I considered these two possibilities intently. What if I got stopped by the police? I could get them to test my hair, but it’s hennaed – what if that screwed up the results somehow? And what if my marijuana breath of the previous week had been the result of accidental ingestion? Would they take the pigs away? Would it work in my favour to drive straight to the police and Confess All with artless candor? Would it really be the ethical thing to deprive my children of a loving, though stressed, father who was only trying to self-medicate with an herbal substance, by turning him over to the fuzz?

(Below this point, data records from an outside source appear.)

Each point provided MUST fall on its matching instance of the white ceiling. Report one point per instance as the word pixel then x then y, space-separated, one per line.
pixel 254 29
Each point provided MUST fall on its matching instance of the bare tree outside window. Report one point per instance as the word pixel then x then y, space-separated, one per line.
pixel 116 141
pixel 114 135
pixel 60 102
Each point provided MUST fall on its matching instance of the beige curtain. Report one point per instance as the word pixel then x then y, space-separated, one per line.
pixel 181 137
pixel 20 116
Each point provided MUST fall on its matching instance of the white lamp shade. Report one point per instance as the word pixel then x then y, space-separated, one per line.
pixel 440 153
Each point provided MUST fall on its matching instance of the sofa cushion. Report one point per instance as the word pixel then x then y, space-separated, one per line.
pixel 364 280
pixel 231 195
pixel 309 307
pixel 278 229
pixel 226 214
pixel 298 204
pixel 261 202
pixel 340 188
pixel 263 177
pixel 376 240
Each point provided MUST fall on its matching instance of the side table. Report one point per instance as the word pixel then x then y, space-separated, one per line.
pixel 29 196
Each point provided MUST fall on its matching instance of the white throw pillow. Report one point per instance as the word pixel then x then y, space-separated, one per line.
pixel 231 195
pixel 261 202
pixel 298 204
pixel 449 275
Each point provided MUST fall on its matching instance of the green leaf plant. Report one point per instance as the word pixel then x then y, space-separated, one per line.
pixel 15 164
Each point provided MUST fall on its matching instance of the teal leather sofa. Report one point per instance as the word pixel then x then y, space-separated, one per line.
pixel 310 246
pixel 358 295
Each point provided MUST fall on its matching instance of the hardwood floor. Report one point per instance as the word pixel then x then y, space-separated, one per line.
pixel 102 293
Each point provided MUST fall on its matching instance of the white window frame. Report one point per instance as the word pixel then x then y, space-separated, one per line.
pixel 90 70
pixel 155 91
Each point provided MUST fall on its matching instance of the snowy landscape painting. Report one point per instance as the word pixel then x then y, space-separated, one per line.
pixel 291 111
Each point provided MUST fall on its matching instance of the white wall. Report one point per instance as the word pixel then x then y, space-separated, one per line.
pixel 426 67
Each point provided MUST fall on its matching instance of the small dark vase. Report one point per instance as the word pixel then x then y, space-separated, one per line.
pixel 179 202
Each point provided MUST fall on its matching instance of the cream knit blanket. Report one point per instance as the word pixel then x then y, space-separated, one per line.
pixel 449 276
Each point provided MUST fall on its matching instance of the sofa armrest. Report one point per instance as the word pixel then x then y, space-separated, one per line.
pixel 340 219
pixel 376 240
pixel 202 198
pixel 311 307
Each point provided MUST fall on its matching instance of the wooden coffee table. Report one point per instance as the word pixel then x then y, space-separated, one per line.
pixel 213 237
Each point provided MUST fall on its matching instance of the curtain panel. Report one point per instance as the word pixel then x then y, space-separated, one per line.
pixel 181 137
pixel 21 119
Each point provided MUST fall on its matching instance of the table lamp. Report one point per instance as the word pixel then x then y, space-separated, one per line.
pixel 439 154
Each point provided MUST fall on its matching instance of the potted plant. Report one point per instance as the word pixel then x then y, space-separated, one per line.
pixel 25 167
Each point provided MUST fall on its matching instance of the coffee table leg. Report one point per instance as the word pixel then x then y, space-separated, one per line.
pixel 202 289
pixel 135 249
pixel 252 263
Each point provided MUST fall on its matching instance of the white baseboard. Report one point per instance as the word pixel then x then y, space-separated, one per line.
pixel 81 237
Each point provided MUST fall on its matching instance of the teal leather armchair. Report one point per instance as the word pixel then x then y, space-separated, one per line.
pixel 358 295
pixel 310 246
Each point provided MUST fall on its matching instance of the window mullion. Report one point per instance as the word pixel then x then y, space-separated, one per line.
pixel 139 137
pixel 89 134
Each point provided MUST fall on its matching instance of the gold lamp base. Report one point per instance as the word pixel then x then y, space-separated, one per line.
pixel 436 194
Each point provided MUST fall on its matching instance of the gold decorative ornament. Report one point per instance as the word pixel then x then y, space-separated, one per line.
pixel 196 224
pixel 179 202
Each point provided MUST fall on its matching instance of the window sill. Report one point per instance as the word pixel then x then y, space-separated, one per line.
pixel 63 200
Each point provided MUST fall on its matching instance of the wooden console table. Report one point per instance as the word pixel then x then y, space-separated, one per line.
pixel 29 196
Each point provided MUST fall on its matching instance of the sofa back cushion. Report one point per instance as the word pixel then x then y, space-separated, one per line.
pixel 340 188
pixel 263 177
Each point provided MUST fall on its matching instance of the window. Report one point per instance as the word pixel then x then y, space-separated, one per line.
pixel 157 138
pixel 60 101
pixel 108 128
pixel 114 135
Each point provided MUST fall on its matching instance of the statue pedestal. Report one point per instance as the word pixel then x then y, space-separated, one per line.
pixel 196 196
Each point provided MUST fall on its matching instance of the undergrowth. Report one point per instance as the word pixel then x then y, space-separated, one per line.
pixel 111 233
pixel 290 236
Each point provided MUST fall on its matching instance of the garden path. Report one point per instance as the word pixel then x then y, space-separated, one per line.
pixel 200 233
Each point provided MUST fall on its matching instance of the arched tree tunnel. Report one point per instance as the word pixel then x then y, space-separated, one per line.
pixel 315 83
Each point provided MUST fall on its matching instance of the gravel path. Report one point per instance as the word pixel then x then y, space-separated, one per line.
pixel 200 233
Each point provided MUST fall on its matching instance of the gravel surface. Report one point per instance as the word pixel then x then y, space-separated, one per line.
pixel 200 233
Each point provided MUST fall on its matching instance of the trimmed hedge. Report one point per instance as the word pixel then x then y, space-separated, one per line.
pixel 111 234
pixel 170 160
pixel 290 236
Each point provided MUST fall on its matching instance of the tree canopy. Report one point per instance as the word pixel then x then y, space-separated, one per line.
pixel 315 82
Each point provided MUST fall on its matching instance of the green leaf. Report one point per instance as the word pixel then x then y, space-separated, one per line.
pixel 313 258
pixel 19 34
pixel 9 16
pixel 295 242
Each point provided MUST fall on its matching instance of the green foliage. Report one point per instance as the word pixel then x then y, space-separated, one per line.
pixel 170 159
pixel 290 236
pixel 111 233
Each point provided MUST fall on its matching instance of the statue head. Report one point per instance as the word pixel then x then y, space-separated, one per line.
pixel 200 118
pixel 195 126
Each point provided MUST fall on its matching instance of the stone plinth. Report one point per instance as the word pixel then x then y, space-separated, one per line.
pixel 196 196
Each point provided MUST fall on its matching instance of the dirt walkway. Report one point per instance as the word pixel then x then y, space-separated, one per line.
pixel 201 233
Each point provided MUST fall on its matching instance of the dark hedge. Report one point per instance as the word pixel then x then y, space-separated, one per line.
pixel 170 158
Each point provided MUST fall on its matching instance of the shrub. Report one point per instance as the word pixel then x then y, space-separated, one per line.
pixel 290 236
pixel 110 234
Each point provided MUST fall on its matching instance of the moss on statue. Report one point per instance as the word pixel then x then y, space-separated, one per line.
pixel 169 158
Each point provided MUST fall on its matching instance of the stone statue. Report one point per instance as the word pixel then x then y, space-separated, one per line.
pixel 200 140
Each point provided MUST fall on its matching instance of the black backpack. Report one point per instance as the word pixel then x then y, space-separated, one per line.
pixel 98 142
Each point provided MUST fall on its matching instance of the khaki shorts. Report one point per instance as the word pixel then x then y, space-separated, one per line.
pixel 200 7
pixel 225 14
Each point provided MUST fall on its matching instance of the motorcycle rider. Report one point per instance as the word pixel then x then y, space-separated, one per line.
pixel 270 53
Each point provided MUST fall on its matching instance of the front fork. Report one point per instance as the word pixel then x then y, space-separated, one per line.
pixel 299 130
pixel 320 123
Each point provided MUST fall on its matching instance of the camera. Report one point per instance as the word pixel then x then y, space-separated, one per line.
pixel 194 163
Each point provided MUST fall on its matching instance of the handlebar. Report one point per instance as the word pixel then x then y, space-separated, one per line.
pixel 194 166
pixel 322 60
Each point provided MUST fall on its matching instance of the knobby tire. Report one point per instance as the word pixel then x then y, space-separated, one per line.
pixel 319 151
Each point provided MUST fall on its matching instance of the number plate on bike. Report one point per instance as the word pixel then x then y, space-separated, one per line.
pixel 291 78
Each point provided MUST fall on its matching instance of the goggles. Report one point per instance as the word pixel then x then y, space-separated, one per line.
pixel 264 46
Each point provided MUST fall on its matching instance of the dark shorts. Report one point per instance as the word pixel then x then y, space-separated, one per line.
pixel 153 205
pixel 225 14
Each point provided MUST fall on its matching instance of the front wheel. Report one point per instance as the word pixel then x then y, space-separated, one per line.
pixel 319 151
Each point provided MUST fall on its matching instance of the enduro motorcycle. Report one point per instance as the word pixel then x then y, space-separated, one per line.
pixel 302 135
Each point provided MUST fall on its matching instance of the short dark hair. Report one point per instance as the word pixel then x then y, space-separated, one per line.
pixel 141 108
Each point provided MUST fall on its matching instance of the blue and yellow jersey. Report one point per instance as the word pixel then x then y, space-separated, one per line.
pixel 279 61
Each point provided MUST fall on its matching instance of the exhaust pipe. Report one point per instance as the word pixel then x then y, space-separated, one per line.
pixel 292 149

Gosh – this explained his snacking. Can you get medical marijuana prescriptions in New Zealand? He had taken up chewing gum lately. Maybe it was the guy from the sawmill, who wished to keep his habit secret from his children. A laudable scruple. Maybe someone was setting us up for public disgrace by planting the stash in order to discredit Calvinism. Maybe it was Helpdesk Man after all. I could search the car thoroughly and confront him with the evidence, all “Did you think I was a fewl?”, like Skyler. But that would require effort and the unearthing of a lot of items frankly less savoury and wholesome than a small baggie of (I use the street slang casually, with airy ease) pot. Ought I to leave him, just temporarily, to make it clear that this kind of malarkey was Not On? But that would require even more effort, and going to a hotel would eat into our Disneyland fund, and I doubt Mother would want us all hanging around her house for a few days with minimal explanation; and really, who has the time? And why, if he were feeling so down as to require medication, had he not confided in me, his practically only wife? Dwelt I but in the wops of his good pleasure? What if it were my little sister after all? She might be buying it from Shady People. Maybe we should offer to grow some for her in the orchard, so she wouldn’t get stabbed. That would be an interestingly grey moral decision. High is better than stabbed, surely. Does marijuana pass through breastmilk? Won’t somebody think of the children?
And then I realised it was the guinea pig hay. And I went “Oh yeah. Heh.” and continued on my way. Sometimes, people, life almost throws you curveballs… and then doesn’t.